An accompanying report is also required. Upon positive evaluation, the project grants
access the oral examination, whose first question is always related to the students'
programming project. During the oral examination, the students are required to show significant
understanding of the methods covered by this course, and being able to discuss their advantages
and drawbacks. The overall examination is passed if a score of 18 (out of 30) or higher is obtained.
This course aims at introducing the basics of problems, methods, and tools of Data Mining of current technological/industrial interest on big data scenarios. Usage of such data and of the required hardware/software platforms will be made available by a AWS (Amazon Web Services) for education grant. Contents of this course include: Mining of association rules and sequential patterns; decision trees; linear classification and generalized linear classification (kernel methods, support vector machines, etc.); aggregation methods; methods and problems with partial information; hierarchical classification; ranking; collaborative filtering; data mining on networked data (i.e., with social components). The course objectives and expected outcomes are the following:
- Get familiar with the basic methods of Data Mining on big-size data, and of the associated problems;
- Get the ability to apply such knowledge to real problems, through a specific adaptation effort of the available methods to the problems to be solved;
- Get the ability to learn new methods, and to perform comparative analyses to what is already known.
- Mining of association rules and sequential patterns; decision trees; linear classification and generalized linearc lassification (kernel methods, support vector machines, etc.); aggregation methods (bagging and boosting). (16 hours).

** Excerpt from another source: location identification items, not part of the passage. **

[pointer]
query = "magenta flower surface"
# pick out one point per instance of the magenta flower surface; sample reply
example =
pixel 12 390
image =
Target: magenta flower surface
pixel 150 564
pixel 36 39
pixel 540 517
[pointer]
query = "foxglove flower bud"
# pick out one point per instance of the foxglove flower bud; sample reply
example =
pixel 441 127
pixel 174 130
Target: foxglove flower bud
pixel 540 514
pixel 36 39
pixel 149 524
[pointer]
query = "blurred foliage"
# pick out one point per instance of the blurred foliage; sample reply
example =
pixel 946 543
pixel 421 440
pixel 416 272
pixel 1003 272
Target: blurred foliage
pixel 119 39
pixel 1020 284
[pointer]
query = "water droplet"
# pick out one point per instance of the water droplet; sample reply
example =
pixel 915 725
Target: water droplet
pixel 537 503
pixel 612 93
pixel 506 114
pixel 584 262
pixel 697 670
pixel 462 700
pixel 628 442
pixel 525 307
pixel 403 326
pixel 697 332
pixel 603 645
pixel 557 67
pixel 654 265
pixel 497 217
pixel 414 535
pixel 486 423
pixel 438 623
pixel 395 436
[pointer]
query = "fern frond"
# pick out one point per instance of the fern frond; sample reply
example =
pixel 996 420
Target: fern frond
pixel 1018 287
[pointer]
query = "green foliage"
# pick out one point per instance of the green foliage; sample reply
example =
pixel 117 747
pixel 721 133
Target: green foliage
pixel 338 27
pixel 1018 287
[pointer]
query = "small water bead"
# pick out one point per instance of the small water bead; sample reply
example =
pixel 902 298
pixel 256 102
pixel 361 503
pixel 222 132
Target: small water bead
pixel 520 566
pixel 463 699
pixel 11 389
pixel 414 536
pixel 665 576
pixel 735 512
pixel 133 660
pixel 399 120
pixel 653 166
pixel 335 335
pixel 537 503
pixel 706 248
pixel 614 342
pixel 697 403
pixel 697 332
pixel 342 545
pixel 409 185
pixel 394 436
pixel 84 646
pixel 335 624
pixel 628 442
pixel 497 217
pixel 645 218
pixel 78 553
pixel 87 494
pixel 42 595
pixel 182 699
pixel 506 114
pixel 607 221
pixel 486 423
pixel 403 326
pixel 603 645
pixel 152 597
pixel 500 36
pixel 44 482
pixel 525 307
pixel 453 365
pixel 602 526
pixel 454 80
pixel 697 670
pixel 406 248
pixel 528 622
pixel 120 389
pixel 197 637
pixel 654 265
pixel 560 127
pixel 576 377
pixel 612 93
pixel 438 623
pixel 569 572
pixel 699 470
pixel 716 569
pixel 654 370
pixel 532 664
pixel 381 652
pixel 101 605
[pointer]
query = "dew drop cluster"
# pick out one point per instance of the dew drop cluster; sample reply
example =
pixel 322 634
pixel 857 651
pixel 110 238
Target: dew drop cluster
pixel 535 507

- Problems and methods with partial information (exploration-exploitation tradeoff, “bandit” problems, crowdsourcing), and with structured information (hierarchical classification, ranking, collaborative filtering). (10 hours).
- Data Mining on networked data (co-training, transfer learning, active learning and semi-supervised learning on networks of tasks, Pagerank for classification of linked structures, community discovery, etc.). (14 hours).
- Lab activity. This will put an emphasis on real problems involving online social networks and on problems of Web recommendation, Web Content Mining, and Web advertising. Standard software usage includes Matlab (or freeware versions thereof), and/or MapReduce/Hadoop platforms. (16 hours).
- B. Liu, "Web Data Mining: Exploring Hyperlinks, Contents, and Usage Data", Springer, 2011 (chapters 1, 2, 3, 6, 7, 12)
- A. Rajaraman, J. Leskovec, J. D. Ullman, "Mining of Massive Datasets" (chapter. 3)
- T.M Mitchell, "Machine Learning", McGraw-Hill (chapter 3)
- Slides provided by the instructor
40 hours are classroom lectures; 16h of lab are taking place in a computer lab.